対人援助の仕事をしたいという人の中には、自分を大事にする気持ちが弱く、自分より人のためになにかをしたいという人がいます。そういう人は、本来自分が援助を必要としているのに、自分を助けようとせず他人ばかりを助けています。自分と他人は均等ではなく、自分に厳しく他人に優しくするのが当然と感じています。これでは自己虐待しているようなもので、よけいに自分が苦しくなります。
「人を助ける仕事以外は考えられない」などと自分を追い詰めるよりは自分本位でものごとを考えてみましょう。「役に立つかどうかわからないけど、これが好きだからやっています」程度の気持ちで働いている人も、みんな人の役に立っているものです。
つらい人に寄り添えることも稀有な才能
もちろん、自分と相手を均等に助けることができるようになってからであれば、対人援助の仕事は向いているかもしれません。そういう仕事は、つらい経験をしたり悩んだりした人でないとできないこともあるからです。

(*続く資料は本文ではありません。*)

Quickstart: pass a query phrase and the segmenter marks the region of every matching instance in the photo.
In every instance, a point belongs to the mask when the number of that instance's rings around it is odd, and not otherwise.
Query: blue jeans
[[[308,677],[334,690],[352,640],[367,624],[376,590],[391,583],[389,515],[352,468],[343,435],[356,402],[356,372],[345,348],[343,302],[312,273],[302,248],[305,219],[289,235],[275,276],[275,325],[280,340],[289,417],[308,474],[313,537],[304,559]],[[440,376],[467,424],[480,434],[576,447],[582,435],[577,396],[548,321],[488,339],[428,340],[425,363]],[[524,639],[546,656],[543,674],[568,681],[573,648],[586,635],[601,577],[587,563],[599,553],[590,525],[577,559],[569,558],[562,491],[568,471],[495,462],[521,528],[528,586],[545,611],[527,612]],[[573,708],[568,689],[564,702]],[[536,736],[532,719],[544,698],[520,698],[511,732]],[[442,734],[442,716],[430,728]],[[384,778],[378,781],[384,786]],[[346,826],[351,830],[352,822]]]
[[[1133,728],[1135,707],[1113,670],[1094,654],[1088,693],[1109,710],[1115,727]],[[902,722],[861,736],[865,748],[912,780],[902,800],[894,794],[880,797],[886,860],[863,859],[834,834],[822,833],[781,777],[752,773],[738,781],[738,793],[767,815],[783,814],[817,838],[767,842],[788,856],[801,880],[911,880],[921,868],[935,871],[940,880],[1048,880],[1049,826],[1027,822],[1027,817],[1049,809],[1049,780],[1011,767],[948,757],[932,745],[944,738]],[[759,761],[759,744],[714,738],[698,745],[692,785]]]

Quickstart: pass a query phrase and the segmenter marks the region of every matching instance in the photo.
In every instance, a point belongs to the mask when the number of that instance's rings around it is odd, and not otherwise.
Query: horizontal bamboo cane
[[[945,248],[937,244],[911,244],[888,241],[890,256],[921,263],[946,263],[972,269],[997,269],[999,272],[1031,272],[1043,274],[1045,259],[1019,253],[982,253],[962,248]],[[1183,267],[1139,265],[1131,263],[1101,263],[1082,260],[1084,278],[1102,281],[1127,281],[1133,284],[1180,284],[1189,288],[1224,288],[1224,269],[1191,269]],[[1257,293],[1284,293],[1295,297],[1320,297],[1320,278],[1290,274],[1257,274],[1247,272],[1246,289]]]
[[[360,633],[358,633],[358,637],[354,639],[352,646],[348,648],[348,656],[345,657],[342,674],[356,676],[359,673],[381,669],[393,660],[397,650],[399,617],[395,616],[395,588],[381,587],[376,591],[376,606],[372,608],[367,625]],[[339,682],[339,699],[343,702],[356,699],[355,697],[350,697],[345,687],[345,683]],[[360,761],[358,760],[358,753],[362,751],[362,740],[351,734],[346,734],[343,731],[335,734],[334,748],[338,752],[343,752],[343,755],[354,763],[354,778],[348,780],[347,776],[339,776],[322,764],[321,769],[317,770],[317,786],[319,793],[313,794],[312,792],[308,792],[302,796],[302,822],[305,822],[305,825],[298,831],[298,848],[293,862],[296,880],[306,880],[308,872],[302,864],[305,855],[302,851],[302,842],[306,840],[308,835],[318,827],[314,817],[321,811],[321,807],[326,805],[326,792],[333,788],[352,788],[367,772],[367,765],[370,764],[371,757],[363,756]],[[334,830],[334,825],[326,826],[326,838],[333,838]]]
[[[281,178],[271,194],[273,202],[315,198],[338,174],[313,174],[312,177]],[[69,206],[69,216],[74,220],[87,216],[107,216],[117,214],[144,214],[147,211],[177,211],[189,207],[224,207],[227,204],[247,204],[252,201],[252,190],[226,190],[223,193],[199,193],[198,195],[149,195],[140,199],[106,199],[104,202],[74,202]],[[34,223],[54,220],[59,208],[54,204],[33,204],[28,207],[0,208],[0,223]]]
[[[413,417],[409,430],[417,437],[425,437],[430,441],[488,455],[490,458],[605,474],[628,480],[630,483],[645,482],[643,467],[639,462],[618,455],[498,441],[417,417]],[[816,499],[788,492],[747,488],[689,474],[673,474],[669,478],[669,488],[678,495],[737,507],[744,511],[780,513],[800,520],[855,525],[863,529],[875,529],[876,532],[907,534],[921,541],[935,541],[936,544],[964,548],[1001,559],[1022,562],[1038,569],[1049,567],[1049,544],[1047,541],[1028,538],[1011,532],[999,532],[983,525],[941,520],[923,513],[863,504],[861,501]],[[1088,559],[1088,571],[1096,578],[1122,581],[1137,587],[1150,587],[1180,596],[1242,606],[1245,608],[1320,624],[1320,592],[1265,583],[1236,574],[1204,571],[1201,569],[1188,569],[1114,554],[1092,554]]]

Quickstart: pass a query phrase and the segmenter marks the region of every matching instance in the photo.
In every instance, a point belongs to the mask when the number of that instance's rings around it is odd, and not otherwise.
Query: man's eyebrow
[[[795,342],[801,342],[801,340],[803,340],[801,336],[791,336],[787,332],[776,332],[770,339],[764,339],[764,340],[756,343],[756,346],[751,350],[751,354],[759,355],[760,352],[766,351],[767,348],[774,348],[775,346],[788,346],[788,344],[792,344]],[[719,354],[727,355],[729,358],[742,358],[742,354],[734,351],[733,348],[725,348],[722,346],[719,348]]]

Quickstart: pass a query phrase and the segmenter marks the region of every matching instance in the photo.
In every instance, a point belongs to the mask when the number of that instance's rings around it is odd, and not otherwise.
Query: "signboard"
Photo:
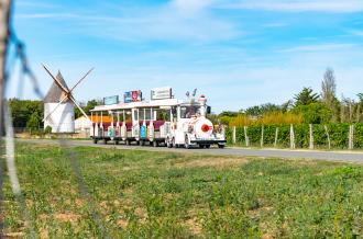
[[[110,104],[118,104],[119,103],[119,95],[112,95],[108,98],[103,98],[103,104],[110,105]]]
[[[155,88],[151,91],[151,100],[172,99],[172,88]]]
[[[124,92],[124,94],[123,94],[124,103],[138,102],[138,101],[141,101],[141,100],[142,100],[141,90],[139,90],[139,91],[128,91],[128,92]]]

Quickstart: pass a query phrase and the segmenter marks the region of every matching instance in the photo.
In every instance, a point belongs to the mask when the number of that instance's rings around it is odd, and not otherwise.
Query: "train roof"
[[[118,103],[111,105],[97,105],[91,112],[101,111],[119,111],[119,110],[131,110],[131,109],[142,109],[142,107],[169,107],[185,103],[185,101],[178,99],[165,99],[165,100],[154,100],[154,101],[139,101],[130,103]]]

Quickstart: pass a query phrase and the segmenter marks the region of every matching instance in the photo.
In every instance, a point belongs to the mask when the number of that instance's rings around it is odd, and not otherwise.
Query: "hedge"
[[[324,126],[327,126],[330,136],[331,148],[346,149],[349,145],[349,127],[351,124],[316,124],[312,125],[314,145],[315,148],[328,148],[328,135]],[[354,148],[363,149],[363,123],[355,123],[354,125]],[[290,146],[290,125],[265,125],[264,127],[264,146],[274,146],[275,132],[278,128],[278,147]],[[250,146],[261,146],[262,125],[253,125],[248,127],[248,137]],[[296,148],[309,148],[309,124],[294,125],[295,146]],[[226,137],[229,144],[232,144],[233,127],[228,127]],[[235,128],[237,145],[245,146],[244,128]]]

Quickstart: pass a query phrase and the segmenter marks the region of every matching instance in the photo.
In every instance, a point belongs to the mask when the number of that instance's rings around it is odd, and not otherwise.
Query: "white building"
[[[64,88],[68,89],[61,72],[58,72],[56,78]],[[58,105],[65,95],[65,92],[53,82],[48,93],[44,98],[44,117],[53,112],[48,117],[44,118],[44,128],[51,126],[52,133],[75,132],[75,107],[73,102],[66,99]]]
[[[76,133],[87,132],[91,126],[92,126],[92,122],[84,115],[76,118],[75,121]]]

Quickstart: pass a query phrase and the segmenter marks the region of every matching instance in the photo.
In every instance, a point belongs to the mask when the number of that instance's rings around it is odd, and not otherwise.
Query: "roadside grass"
[[[359,238],[363,167],[314,160],[216,157],[77,147],[91,200],[64,149],[16,145],[25,223],[6,178],[7,237]],[[2,163],[3,164],[3,163]]]

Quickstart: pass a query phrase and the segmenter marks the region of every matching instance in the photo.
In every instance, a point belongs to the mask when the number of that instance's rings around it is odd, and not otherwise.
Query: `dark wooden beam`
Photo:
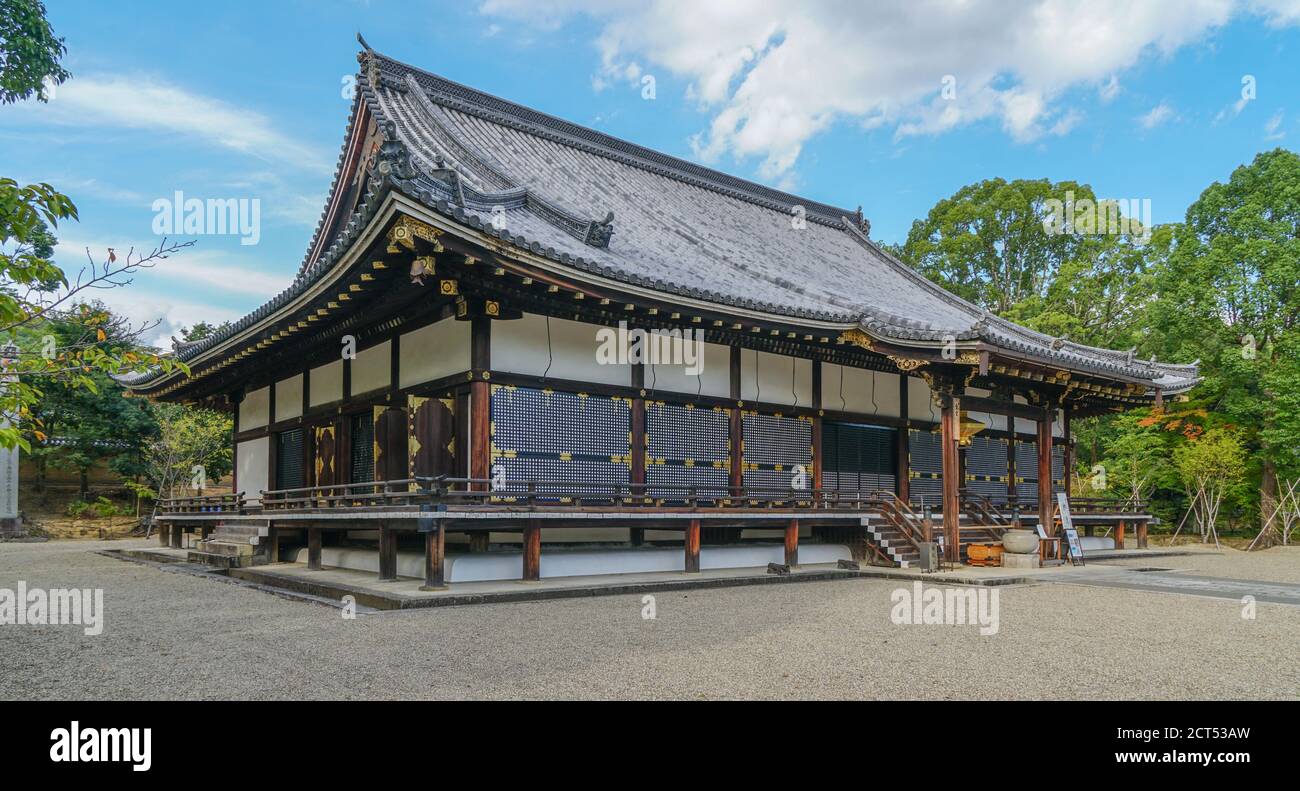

いま愛着に問題を抱えている人も、まずは周囲の人と、そして場合によっては医師やカウンセラーとの関係を通して愛着形成のサイクルが回せるようになるはずです。最終的には愛着を抱くべき存在を内在化させ、自分自身の心のなかで愛着サイクルを回していけるようになるでしょう。そうすれば、あなたの共感力や人に寄り添う能力は、必ず誰かの役に立ち、あなた自身の人生も豊かにしてくれるに違いありません。